Wednesday 24th March 2010
Thanks to an announcement on Twitter, I’d booked a couple of £6 tickets to see Michael McIntyre’s Work In Progress at Leicester Square Theatre.
Unlike previous occasions where I’d seen Michael McIntyre at the Trent FM Arena, Wembley Arena and The O2, it was nice to see him try out his latest material in a small and intimate venue. As there were no specific seating plans, we arrived early and my mate suggested he’d like to sit right at the front. I was slightly dubious at first especially as the front row was almost touching the tiny stage.
Comedian John Gordillo kicked off the evening, before finally introducing Michael McIntyre. Within seconds, he noticed the lack of air, along with a strange odour in the basement of the Leicester Square Theatre. To his and our amazement, he was handed a foot-long air freshener by the guy behind the bar. This gave him enough ammunition to improvise a whole new routine. Although, I’m not sure he needed to spray as much air freshener as he did, almost causing many of the audience in the front row to pass out. Luckily we all survived and there was no need for the pursuit of any lawsuits.
Michael McIntyre’s new material was well thought out and at numerous times had the audience in hysterics. The comedy definitely worked well in a smaller venue. He did comment though at one point during the performance, when I slapped my thigh instead of clapping like the rest. I was holding a beer in one hand, but with him no more than a foot away, it hard to miss a lazy attempt at applauding.
He then checked with John Gordillo as to how the performance was going. Having been told he’d managed 40 minutes, he seemed really pleased with the reaction to the new material. Then for some unknown reason, I couldn’t help but jokingly mutter, “well 20 mins was on the air freshener”. McIntyre laughed and then repeated my comment.
In a nutshell, the next 10-15 mins went something like this and throughout the audience was cracking up, including McIntyre.
(MM) [tells the audience] He cheekily said I spent 20 mins talking about the air freshener
(MM) What’s your name?
(MM) Where are you from?
(CS) Winchmore Hill
[I know not to say London to that one – he then did a routine on Harrow on the Hill and I thought that was it]
(MM) What do you do?
[I hate that question. It’s always been my biggest nightmare to be asked that at a comedy event]
(MM) What did you do today?
(CS) Can’t think of anything
[I seriously couldn’t think of a single thing as not much had happened]
(MM) Wow, you’d be really be good at speed dating!
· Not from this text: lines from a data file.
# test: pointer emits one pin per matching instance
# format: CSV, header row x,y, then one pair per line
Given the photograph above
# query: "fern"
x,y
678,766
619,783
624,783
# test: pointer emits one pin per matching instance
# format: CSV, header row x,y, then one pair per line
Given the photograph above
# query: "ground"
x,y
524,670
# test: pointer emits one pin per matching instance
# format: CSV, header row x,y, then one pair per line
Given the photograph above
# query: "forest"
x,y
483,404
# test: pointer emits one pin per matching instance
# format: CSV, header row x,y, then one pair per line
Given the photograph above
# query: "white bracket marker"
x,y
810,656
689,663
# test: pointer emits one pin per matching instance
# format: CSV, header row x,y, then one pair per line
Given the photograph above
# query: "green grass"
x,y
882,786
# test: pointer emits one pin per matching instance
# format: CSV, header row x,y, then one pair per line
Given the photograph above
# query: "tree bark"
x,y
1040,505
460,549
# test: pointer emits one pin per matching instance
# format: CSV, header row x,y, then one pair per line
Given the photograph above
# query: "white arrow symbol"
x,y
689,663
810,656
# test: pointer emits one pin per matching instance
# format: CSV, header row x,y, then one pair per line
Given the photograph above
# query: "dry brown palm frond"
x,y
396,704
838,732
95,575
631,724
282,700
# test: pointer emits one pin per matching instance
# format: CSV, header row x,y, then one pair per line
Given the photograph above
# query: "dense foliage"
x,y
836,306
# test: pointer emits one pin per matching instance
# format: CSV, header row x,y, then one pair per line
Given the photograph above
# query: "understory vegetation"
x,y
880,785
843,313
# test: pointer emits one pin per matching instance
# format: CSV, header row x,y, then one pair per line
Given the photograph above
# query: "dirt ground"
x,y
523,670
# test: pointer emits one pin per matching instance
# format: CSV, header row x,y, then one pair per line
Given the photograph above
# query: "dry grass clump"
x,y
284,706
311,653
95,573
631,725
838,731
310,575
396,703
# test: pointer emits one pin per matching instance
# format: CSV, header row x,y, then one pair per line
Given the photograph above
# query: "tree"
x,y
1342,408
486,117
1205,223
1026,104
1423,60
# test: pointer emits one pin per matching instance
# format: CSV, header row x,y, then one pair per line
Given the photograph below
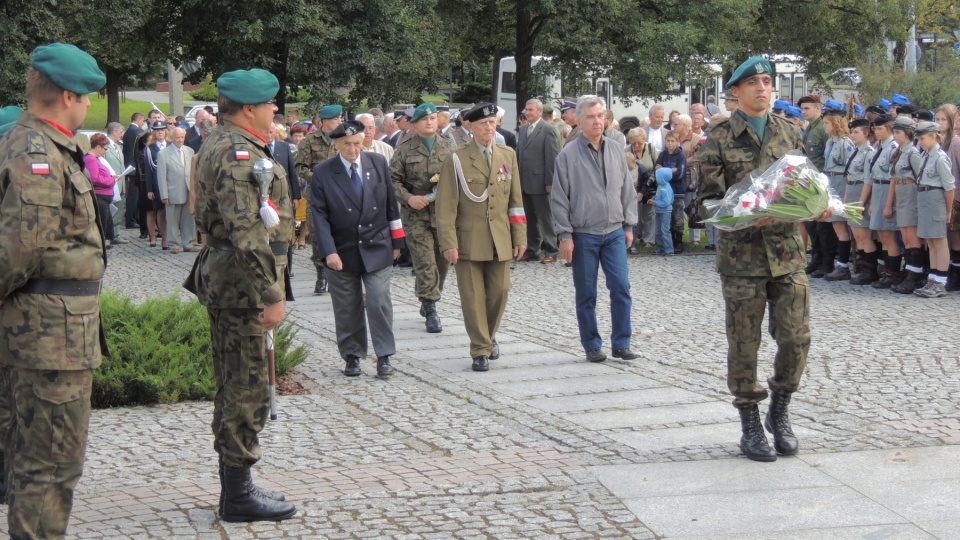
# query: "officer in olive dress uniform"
x,y
415,169
52,257
240,277
315,148
482,225
761,266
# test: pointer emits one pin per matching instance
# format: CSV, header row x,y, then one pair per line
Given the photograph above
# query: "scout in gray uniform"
x,y
935,186
903,197
858,172
881,220
838,150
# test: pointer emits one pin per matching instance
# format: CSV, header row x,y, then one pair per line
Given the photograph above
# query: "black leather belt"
x,y
278,248
61,287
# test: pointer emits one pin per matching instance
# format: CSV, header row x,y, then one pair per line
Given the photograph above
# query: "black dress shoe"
x,y
384,369
353,367
480,363
596,355
495,353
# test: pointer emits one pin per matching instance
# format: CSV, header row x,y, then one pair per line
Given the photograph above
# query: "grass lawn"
x,y
97,113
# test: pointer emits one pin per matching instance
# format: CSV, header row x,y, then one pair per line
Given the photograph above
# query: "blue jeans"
x,y
664,236
608,251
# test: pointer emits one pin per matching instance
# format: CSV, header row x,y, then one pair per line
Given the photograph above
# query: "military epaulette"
x,y
36,143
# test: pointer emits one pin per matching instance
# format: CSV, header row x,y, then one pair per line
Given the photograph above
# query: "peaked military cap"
x,y
422,110
755,65
899,99
68,67
348,128
8,116
248,86
481,111
927,127
330,111
904,123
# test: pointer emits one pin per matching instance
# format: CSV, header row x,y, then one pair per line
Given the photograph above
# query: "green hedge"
x,y
160,352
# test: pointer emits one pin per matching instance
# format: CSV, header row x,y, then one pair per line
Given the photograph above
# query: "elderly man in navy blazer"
x,y
356,221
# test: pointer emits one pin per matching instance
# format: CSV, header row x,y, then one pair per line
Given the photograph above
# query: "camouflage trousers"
x,y
51,416
746,299
242,402
429,266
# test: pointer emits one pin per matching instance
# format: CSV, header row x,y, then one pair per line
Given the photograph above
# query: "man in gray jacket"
x,y
594,210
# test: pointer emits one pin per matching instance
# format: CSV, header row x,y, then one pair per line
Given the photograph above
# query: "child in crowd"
x,y
664,202
673,160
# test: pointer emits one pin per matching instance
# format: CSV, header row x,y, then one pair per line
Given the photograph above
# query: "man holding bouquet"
x,y
760,265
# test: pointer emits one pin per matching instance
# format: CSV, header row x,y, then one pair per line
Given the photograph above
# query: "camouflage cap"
x,y
8,116
755,65
248,86
68,67
423,110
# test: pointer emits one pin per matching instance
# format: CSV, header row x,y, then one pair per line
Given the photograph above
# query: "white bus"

From the time you woke up, spanning all those hours, you can’t think of a single thing?
(CS) No. Oh I played darts.
[I actually made that up, as I hadn’t played darts earlier. I couldn’t think of anything at all. I thought it was the best I could do, as I had played almost everyday in the past couple of weeks]
(MM) The only answer you can come up with is Darts. Nothing either side of that.
(CS) No just darts.
(MM) Did you threw a dart, it landed on the keyboard and that’s how you managed to book tickets tonight?
(CS) Yeah something like that.
(MM) Is it real darts or like those fake velcro soft darts?
(CS) No real darts.
(MM) Where do you play with these darts?
(CS) In the backroom.
(MM) And who did you play darts with today?
(MM) Something tells me that you probably lost.
(CS) It was close
[he seemed to like that comment]
(MM) So do you live with anyone?
(CS) No, I live alone
(MM) Oh I feel really guilty now for saying all that stuff!
(MM) Are you here with anyone tonight?
(CS) Yes a friend
(MM) Oh he has a friend!
[MM applauds and turns to my mate]
Now I could relax, as it was my mate’s turn to answer a few questions.
(MM) And what’s your name?
[MM on hearing Italian accent, rolled off a few Italian based jokes, also referring to the Italian on the air freshener. Stefano actually corrects a couple of his pronunciations]
(MM) So where are you from in Italy?
(MM) Florence, amazing beautiful place. Where do you live now?
(SN) Queens Park
(MM) So you came to Queens Park, looked around and thought this is for me, beautiful architecture, I’m leaving Florence.
There was so much more. That was loads of fun and the audience got an extra 15 minutes or so of Michael McIntyre’s astonishment at some of the simplest and bizarre answers in history. I then remembered why I couldn’t think of anything to say as I had gone to bed at 6am, up at 2pm, primarily due to watching 15 episodes of Countdown (mainly the numbers game) and also wrote a review of the previous time I’d seen him. Glad I said I did “nothing” as he would have had a field day with either of those responses. He shook our hands and off he went.
Another memorable and really entertaining evening, with a mixture of immense joy and disbelief. So much so I didn’t get round to taking a photo. I’ve since booked more shows to see Michael McIntyre, but will probably avoid the front row, as no doubt he may try another speed dating routine on me!